KXAN Meteorologist Nick Bannin spoke with Dr. Adam Woodhouse, a scientist at UT Austin at the Institute for Geophysics, who helped lead the study recently published in Nature, that documented this migration.

Meteorologist Nick Bannin: Adam Woodhouse joins us, a postdoctoral fellow at UTs Institute for Geophysics. Adam, you were part of a study about the impacts of ocean warming and how it’s impacting tropical plankton. What were your findings?

Dr. Adam Woodhouse, postdoctural fellow at UT Institute for Geophysics: So what we did is we looked back into the fossil record and what we’ve noticed is that over the last 8 million years or so, these plankton communities have actually migrated towards the equator to the equivalent of around 2000 miles or 3200 kilometers. So what we see from that is that the structure of the the vertical structure of the ocean has changed over time and that says the Earth has been cooling and this cooling has been a very slow and gradual process. And why that’s interesting is that if our current trends that we’re estimating are going to continue, then those structural changes, which took a long time, and it took these organisms, these plankton in particular, a very long time to adapt to them. If we suddenly snap back to a world from 8 million years ago {of warmer waters}, we can’t predict what kind of changes that will have on these communities.

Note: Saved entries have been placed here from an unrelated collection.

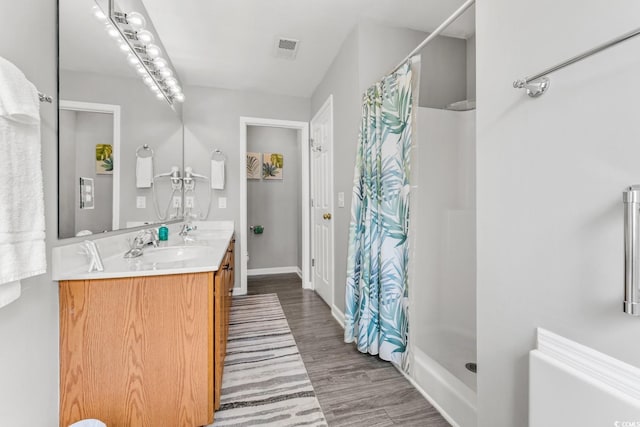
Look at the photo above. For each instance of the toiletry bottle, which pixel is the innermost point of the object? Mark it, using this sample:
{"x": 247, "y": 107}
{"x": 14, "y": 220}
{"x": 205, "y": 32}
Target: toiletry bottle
{"x": 163, "y": 233}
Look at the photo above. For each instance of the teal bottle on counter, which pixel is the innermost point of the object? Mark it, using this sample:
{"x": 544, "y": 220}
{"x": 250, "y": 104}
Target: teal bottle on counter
{"x": 163, "y": 233}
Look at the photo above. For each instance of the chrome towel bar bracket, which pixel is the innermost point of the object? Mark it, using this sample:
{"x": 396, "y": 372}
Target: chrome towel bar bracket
{"x": 537, "y": 84}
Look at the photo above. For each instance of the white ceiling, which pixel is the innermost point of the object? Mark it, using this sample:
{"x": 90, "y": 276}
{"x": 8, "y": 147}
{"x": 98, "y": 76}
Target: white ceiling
{"x": 230, "y": 43}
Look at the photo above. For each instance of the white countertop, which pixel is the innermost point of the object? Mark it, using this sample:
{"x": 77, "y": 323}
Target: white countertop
{"x": 209, "y": 242}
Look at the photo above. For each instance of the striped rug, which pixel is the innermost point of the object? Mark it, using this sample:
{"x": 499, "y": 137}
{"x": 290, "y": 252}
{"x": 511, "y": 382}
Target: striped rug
{"x": 265, "y": 382}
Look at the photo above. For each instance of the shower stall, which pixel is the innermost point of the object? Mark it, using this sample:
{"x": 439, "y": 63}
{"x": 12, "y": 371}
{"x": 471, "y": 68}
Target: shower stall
{"x": 442, "y": 282}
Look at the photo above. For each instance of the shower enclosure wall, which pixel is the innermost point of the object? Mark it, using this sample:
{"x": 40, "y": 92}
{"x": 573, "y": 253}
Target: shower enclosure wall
{"x": 443, "y": 271}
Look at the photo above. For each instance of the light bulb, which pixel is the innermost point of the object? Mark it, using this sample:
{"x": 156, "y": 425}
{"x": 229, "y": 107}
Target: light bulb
{"x": 160, "y": 63}
{"x": 112, "y": 31}
{"x": 145, "y": 36}
{"x": 133, "y": 60}
{"x": 153, "y": 51}
{"x": 136, "y": 20}
{"x": 98, "y": 13}
{"x": 171, "y": 82}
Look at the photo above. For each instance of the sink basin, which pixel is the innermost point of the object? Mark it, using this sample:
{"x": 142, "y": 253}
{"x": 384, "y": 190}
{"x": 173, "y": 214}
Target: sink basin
{"x": 173, "y": 253}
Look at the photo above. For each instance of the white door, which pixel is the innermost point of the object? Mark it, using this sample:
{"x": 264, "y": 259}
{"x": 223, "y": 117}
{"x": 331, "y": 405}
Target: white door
{"x": 322, "y": 202}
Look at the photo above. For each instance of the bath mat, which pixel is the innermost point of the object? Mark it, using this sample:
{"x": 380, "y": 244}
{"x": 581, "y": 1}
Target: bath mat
{"x": 265, "y": 382}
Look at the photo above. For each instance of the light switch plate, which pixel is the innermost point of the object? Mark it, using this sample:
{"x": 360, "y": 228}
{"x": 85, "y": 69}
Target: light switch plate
{"x": 141, "y": 202}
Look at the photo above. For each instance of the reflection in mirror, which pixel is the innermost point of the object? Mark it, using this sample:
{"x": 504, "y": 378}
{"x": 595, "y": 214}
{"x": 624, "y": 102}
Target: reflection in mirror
{"x": 107, "y": 114}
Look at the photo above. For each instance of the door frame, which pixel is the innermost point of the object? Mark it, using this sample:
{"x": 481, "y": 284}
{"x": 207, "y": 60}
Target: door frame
{"x": 328, "y": 104}
{"x": 114, "y": 110}
{"x": 303, "y": 127}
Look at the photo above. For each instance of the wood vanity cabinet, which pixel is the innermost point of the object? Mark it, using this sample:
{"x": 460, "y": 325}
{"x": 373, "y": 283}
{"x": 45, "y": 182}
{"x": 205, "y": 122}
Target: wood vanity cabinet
{"x": 144, "y": 351}
{"x": 224, "y": 292}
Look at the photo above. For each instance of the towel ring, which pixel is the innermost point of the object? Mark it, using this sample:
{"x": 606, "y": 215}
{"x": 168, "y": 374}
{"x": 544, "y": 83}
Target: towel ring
{"x": 218, "y": 155}
{"x": 144, "y": 147}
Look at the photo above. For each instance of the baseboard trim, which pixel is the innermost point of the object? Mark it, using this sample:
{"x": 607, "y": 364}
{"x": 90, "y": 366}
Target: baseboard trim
{"x": 598, "y": 366}
{"x": 338, "y": 315}
{"x": 272, "y": 270}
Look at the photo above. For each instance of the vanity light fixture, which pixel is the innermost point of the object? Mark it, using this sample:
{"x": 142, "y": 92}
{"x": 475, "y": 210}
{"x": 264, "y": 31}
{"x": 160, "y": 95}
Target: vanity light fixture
{"x": 137, "y": 42}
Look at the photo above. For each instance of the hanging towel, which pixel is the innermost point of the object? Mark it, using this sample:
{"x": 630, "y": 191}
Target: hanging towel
{"x": 144, "y": 172}
{"x": 217, "y": 174}
{"x": 22, "y": 233}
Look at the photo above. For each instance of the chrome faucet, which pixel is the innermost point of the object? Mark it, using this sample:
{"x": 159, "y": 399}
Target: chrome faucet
{"x": 144, "y": 238}
{"x": 186, "y": 228}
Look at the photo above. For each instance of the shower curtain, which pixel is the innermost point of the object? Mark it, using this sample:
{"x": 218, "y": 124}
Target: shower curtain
{"x": 376, "y": 315}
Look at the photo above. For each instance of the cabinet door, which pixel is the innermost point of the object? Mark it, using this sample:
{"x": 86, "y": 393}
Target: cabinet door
{"x": 219, "y": 280}
{"x": 135, "y": 352}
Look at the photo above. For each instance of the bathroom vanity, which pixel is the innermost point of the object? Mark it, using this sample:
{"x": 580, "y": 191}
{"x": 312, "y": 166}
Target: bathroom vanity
{"x": 142, "y": 343}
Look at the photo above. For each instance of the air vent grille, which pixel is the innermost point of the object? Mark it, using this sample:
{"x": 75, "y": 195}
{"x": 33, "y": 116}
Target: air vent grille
{"x": 287, "y": 44}
{"x": 286, "y": 48}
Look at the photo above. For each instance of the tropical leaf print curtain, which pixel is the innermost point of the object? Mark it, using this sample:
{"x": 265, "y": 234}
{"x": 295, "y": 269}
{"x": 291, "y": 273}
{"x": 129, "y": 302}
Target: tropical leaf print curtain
{"x": 376, "y": 315}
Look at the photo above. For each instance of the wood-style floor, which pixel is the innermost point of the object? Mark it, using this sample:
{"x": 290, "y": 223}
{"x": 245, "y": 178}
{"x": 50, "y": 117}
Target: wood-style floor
{"x": 353, "y": 389}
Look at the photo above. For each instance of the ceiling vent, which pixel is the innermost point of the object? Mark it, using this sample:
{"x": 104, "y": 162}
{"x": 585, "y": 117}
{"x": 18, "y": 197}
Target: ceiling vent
{"x": 287, "y": 48}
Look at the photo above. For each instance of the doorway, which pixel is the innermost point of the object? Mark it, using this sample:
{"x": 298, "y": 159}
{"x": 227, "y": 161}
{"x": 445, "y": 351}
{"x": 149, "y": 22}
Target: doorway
{"x": 322, "y": 246}
{"x": 303, "y": 137}
{"x": 82, "y": 124}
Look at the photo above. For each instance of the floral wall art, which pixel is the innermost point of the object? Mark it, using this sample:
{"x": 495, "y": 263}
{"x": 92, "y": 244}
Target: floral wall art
{"x": 104, "y": 159}
{"x": 272, "y": 165}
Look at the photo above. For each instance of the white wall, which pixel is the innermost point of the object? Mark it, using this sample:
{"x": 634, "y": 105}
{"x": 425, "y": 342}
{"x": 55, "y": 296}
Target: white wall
{"x": 443, "y": 69}
{"x": 275, "y": 204}
{"x": 67, "y": 196}
{"x": 443, "y": 223}
{"x": 342, "y": 80}
{"x": 212, "y": 120}
{"x": 550, "y": 174}
{"x": 29, "y": 326}
{"x": 471, "y": 67}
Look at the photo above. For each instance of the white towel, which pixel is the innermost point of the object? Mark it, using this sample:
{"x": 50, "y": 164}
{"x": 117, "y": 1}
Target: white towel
{"x": 144, "y": 172}
{"x": 217, "y": 174}
{"x": 22, "y": 233}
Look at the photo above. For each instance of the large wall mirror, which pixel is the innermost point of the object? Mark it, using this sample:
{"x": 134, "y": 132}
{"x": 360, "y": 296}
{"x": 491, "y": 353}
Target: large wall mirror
{"x": 120, "y": 120}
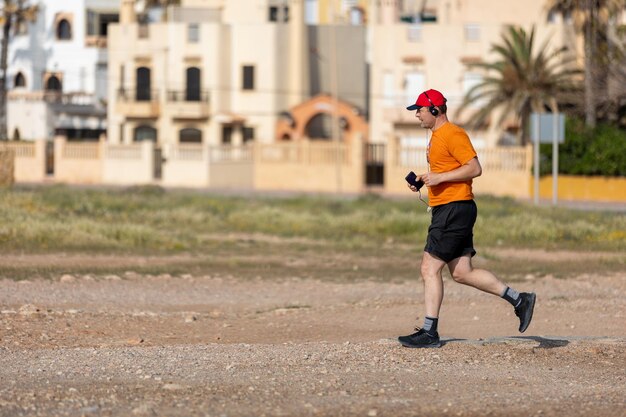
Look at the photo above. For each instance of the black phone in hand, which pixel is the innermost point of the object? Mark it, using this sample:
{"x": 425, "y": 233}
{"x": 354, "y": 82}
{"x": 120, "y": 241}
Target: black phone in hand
{"x": 411, "y": 178}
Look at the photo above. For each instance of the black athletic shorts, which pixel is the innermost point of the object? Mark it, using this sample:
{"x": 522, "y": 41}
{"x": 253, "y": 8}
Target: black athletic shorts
{"x": 450, "y": 234}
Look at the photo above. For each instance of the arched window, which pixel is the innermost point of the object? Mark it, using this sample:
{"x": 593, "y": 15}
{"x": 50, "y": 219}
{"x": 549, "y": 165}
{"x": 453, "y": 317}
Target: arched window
{"x": 320, "y": 127}
{"x": 192, "y": 90}
{"x": 144, "y": 133}
{"x": 64, "y": 30}
{"x": 20, "y": 80}
{"x": 190, "y": 135}
{"x": 53, "y": 83}
{"x": 143, "y": 84}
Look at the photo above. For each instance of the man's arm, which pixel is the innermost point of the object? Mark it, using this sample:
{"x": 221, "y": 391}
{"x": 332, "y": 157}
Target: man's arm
{"x": 471, "y": 169}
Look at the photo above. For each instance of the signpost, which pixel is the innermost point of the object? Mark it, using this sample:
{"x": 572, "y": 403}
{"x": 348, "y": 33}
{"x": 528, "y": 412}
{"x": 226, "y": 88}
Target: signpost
{"x": 547, "y": 128}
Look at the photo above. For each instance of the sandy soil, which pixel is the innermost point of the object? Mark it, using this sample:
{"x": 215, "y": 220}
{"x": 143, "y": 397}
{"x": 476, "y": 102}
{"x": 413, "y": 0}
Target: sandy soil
{"x": 218, "y": 344}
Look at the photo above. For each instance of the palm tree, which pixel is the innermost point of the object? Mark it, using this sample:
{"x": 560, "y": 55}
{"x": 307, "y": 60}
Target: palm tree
{"x": 14, "y": 12}
{"x": 521, "y": 81}
{"x": 592, "y": 19}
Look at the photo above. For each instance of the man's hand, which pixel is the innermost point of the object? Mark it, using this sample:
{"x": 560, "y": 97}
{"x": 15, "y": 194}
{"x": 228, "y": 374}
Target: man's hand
{"x": 432, "y": 178}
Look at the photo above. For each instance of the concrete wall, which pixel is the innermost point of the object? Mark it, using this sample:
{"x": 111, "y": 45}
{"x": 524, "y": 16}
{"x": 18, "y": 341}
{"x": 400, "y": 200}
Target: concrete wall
{"x": 78, "y": 163}
{"x": 30, "y": 160}
{"x": 293, "y": 166}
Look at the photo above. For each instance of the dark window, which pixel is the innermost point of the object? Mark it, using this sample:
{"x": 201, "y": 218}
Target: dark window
{"x": 144, "y": 133}
{"x": 192, "y": 90}
{"x": 248, "y": 134}
{"x": 53, "y": 83}
{"x": 227, "y": 135}
{"x": 105, "y": 20}
{"x": 143, "y": 84}
{"x": 64, "y": 30}
{"x": 273, "y": 14}
{"x": 190, "y": 135}
{"x": 248, "y": 77}
{"x": 20, "y": 80}
{"x": 193, "y": 33}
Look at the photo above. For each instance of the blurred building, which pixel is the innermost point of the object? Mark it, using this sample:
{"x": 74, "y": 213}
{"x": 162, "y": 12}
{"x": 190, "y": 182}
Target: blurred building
{"x": 225, "y": 72}
{"x": 417, "y": 45}
{"x": 57, "y": 71}
{"x": 219, "y": 72}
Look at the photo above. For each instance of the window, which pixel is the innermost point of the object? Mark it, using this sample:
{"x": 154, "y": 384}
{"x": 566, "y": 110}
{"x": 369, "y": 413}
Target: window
{"x": 472, "y": 32}
{"x": 142, "y": 92}
{"x": 552, "y": 16}
{"x": 388, "y": 90}
{"x": 20, "y": 80}
{"x": 190, "y": 135}
{"x": 144, "y": 133}
{"x": 64, "y": 30}
{"x": 192, "y": 90}
{"x": 101, "y": 80}
{"x": 53, "y": 83}
{"x": 273, "y": 17}
{"x": 193, "y": 33}
{"x": 227, "y": 134}
{"x": 98, "y": 22}
{"x": 311, "y": 12}
{"x": 274, "y": 14}
{"x": 248, "y": 77}
{"x": 413, "y": 85}
{"x": 414, "y": 32}
{"x": 248, "y": 134}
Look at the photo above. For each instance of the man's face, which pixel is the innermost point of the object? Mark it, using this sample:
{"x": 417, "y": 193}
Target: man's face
{"x": 427, "y": 120}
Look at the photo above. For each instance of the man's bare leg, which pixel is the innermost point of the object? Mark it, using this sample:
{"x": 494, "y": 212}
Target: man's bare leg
{"x": 432, "y": 268}
{"x": 463, "y": 272}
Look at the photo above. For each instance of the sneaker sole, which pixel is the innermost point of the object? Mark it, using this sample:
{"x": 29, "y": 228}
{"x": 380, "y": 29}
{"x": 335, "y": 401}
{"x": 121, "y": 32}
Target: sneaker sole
{"x": 532, "y": 308}
{"x": 434, "y": 345}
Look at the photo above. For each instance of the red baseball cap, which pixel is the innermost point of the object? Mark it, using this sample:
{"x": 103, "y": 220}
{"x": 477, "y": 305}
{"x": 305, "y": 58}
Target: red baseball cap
{"x": 428, "y": 98}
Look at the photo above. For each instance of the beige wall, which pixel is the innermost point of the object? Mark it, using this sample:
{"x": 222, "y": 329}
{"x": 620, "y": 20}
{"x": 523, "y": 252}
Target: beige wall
{"x": 297, "y": 166}
{"x": 30, "y": 160}
{"x": 77, "y": 163}
{"x": 439, "y": 51}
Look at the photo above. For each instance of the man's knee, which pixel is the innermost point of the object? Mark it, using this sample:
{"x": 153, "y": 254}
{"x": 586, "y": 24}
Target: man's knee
{"x": 430, "y": 270}
{"x": 459, "y": 276}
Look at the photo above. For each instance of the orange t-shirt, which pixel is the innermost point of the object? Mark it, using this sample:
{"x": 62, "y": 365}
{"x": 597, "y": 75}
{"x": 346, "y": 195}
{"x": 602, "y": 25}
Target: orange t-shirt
{"x": 449, "y": 148}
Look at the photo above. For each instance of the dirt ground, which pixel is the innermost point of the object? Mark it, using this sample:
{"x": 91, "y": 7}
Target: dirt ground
{"x": 293, "y": 340}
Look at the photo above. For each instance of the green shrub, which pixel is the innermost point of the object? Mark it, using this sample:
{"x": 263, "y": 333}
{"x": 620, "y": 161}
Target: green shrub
{"x": 598, "y": 151}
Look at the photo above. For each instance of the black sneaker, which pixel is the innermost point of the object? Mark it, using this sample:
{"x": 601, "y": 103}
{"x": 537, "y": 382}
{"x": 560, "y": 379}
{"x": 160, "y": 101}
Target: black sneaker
{"x": 525, "y": 310}
{"x": 420, "y": 339}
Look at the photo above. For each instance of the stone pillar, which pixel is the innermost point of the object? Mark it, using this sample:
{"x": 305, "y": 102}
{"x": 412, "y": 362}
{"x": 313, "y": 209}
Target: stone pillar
{"x": 127, "y": 12}
{"x": 298, "y": 54}
{"x": 7, "y": 162}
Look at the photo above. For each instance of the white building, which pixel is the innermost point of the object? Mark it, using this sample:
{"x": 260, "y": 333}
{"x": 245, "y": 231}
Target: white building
{"x": 57, "y": 71}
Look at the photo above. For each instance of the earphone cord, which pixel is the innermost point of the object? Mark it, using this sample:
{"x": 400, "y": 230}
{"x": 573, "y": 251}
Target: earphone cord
{"x": 419, "y": 195}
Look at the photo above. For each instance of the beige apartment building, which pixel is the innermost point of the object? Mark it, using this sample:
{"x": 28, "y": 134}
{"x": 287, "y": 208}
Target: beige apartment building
{"x": 226, "y": 72}
{"x": 414, "y": 49}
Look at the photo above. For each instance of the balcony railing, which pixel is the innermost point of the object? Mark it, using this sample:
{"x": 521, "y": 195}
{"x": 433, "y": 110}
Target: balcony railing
{"x": 133, "y": 102}
{"x": 188, "y": 95}
{"x": 137, "y": 95}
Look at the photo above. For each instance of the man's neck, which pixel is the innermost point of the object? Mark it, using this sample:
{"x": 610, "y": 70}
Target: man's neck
{"x": 440, "y": 121}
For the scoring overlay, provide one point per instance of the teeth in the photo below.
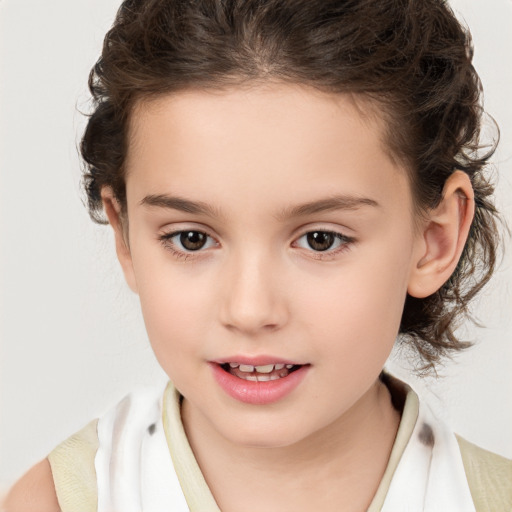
(264, 369)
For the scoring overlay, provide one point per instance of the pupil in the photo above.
(192, 240)
(320, 240)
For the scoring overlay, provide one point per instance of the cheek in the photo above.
(359, 305)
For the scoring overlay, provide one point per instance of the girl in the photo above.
(292, 185)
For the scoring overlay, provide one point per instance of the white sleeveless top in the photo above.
(143, 462)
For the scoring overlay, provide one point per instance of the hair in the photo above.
(411, 58)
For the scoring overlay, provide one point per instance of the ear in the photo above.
(114, 214)
(443, 237)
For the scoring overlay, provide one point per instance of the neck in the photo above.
(347, 459)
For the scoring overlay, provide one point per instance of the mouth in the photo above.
(258, 382)
(260, 373)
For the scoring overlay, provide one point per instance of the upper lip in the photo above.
(256, 360)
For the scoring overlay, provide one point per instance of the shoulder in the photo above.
(34, 491)
(489, 477)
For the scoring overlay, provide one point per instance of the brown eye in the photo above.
(193, 240)
(320, 240)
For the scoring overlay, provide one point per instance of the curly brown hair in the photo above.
(410, 57)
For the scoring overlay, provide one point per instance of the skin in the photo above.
(258, 288)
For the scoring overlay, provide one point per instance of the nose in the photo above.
(253, 298)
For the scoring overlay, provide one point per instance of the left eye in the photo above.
(322, 241)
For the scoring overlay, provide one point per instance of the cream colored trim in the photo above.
(407, 423)
(489, 477)
(196, 490)
(72, 465)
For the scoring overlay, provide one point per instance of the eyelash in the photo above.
(346, 242)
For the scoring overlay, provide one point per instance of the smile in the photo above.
(261, 373)
(258, 384)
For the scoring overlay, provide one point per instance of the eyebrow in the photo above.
(338, 202)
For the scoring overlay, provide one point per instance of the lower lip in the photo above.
(258, 393)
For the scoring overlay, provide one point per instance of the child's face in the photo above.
(259, 290)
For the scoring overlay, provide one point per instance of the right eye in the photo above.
(187, 241)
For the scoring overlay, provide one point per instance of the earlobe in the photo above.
(113, 211)
(443, 237)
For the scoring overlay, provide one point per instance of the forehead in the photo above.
(258, 141)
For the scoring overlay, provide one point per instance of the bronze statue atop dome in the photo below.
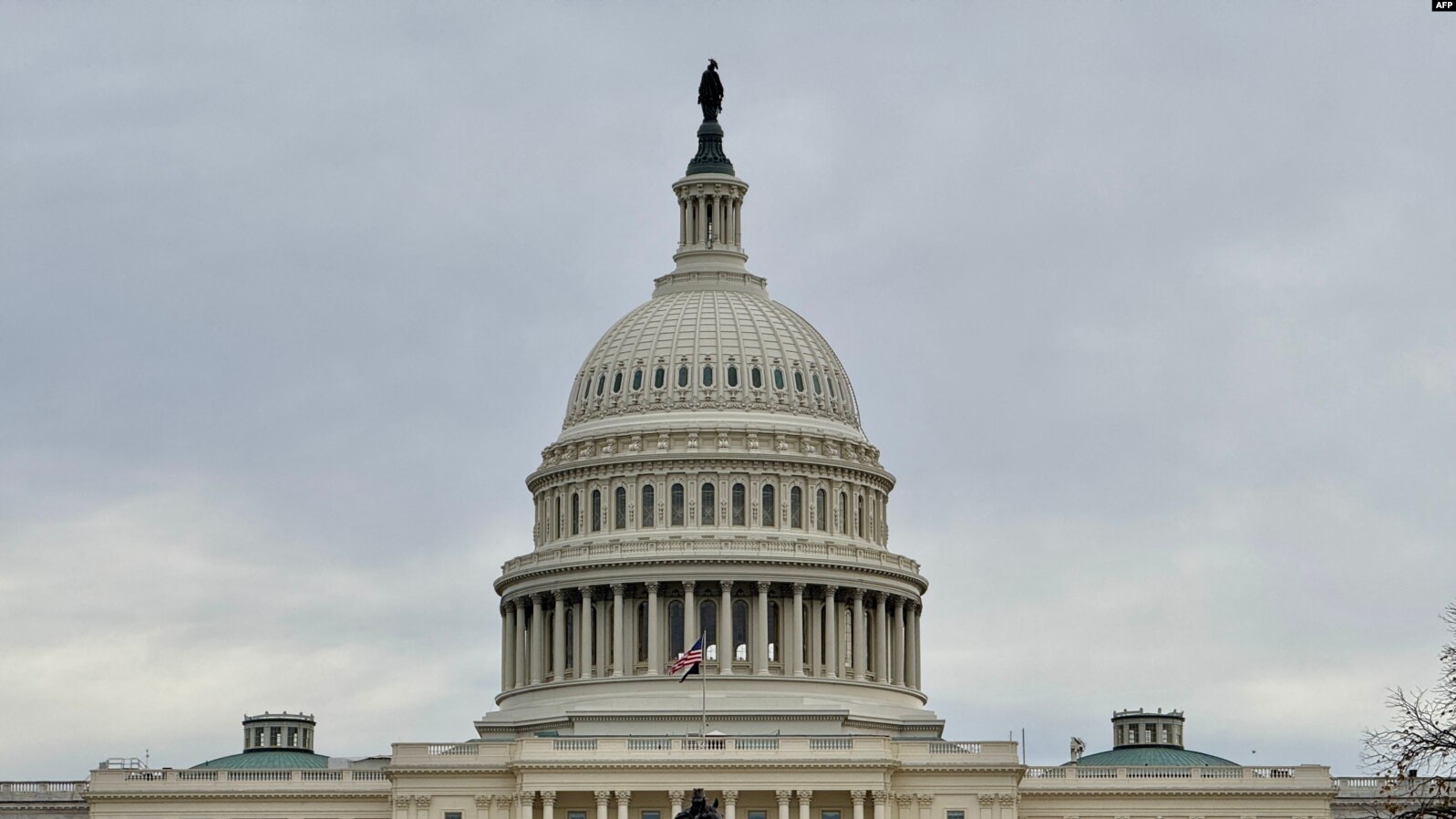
(711, 92)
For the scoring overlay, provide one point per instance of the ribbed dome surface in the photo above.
(712, 348)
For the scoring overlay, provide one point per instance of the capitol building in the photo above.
(711, 487)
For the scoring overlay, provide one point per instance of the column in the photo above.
(538, 618)
(558, 640)
(521, 646)
(654, 643)
(726, 628)
(795, 653)
(831, 633)
(816, 640)
(587, 630)
(616, 630)
(897, 641)
(858, 630)
(760, 645)
(729, 804)
(881, 640)
(507, 646)
(689, 617)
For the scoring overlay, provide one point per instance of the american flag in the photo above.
(689, 662)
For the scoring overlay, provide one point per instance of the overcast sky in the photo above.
(1151, 307)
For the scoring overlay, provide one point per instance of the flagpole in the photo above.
(702, 672)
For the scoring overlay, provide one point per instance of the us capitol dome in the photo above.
(711, 482)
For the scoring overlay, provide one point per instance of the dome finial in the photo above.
(711, 158)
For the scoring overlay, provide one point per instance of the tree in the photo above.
(1417, 753)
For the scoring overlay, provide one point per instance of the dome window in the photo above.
(709, 506)
(648, 504)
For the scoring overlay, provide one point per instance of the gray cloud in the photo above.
(1149, 309)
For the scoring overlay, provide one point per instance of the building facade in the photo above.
(711, 482)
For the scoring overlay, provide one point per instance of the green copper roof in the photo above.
(1152, 755)
(271, 760)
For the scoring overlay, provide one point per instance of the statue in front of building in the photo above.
(711, 92)
(699, 808)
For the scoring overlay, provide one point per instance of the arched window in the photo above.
(677, 506)
(707, 506)
(643, 641)
(571, 643)
(707, 621)
(773, 631)
(740, 630)
(675, 628)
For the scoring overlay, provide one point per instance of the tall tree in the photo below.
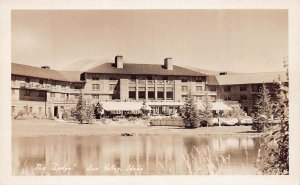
(206, 112)
(263, 109)
(275, 159)
(190, 113)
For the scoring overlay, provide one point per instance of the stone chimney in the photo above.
(45, 67)
(119, 61)
(168, 64)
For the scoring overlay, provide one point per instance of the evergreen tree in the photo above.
(263, 109)
(190, 113)
(83, 112)
(206, 113)
(275, 160)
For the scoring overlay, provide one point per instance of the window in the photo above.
(213, 88)
(142, 92)
(133, 77)
(169, 93)
(227, 88)
(13, 78)
(62, 95)
(132, 94)
(183, 79)
(95, 96)
(112, 87)
(95, 77)
(41, 81)
(27, 92)
(243, 97)
(243, 87)
(95, 87)
(160, 93)
(151, 93)
(198, 97)
(184, 88)
(27, 80)
(52, 95)
(78, 86)
(200, 79)
(63, 85)
(198, 88)
(112, 78)
(41, 93)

Bannin: What were you able to determine as far as seeing a decrease in plankton in the tropical ocean? What would that do to the ecosystem there?

Dr. Woodhouse: So, why this is important, specifically to humanity, is that in the modern ocean, where we have these plankton communities, at the same time, we can have matching communities in higher levels of the food chain, such as tuna, billfish, squid, and krill. And of course, these organisms are organisms, which billions of people around the globe tend to rely on, especially within these low latitude coastal communities. So, if we do revert back to one of these warmer worlds from say, 8 million years ago, in a very fast time, we may expect that these organisms as well as the plankton will move away from the equator again, as things are warming up.

Bannin: Now, as the plankton move poleward they are then moving into places that either don’t have as many plankton or don’t have any at all, what would that do to those areas?

Dr. Woodhouse: So within those areas, we may then be kind of having a species invasion. This could be disrupting the ecosystems and habitats of these, or other organisms, which may be located further from the equator causing more disruptions.